Dans le mur
L’opinion que j’ai aujourd’hui de Sartre et de son œuvre ne présente guère d’intérêt, hésitante, contrastée, tout adoucie d’humaine compréhension, de mansuétude, de nostalgie, d’égards et de scrupules, de précautions… je bâille rien que d’y penser. Mais, à vingt ans, je suis moins délicat et il me semble que Sartre, ayant lucidement constaté et nommé dans ses premiers écrits l’absurdité ou le non-sens et la contingence de toute chose, de toute vie, s’est bientôt cabré devant ce gouffre noir puis engagé dans l’action politique, le théâtre didactique et le roman à thèse pour s’étourdir et s’aveugler, renonçant du même coup à concevoir dans son champ d’intervention initial, la littérature, des méthodes de survie, des exorcismes.

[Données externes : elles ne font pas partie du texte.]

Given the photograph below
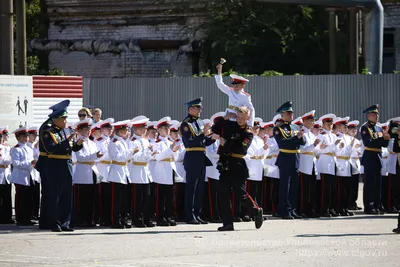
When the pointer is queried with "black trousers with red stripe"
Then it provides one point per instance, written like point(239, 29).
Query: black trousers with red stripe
point(23, 203)
point(120, 203)
point(164, 202)
point(179, 201)
point(140, 203)
point(328, 192)
point(84, 203)
point(35, 200)
point(355, 181)
point(255, 191)
point(212, 199)
point(5, 203)
point(344, 193)
point(229, 183)
point(308, 187)
point(105, 203)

Je lui oppose Beckett qui affronte sans faillir le désespoir d’être pour ne plus être, emplissant le vide de son rire durant quelques instants prodigieux, offrant à son lecteur en même temps que la vision des ruines l’asile de ses phrases parfaites, accomplissant quand il le faut les actes de résistance les plus hardis mais sans s’éloigner jamais beaucoup de sa table d’écriture où se joue pour lui l’essentiel. N’est-elle pas là, au vrai, la dignité tant revendiquée par Sartre, dans cette obstination à n’être qu’écrivain, plutôt que dans la défense de justes causes variant au gré des passions politiques ?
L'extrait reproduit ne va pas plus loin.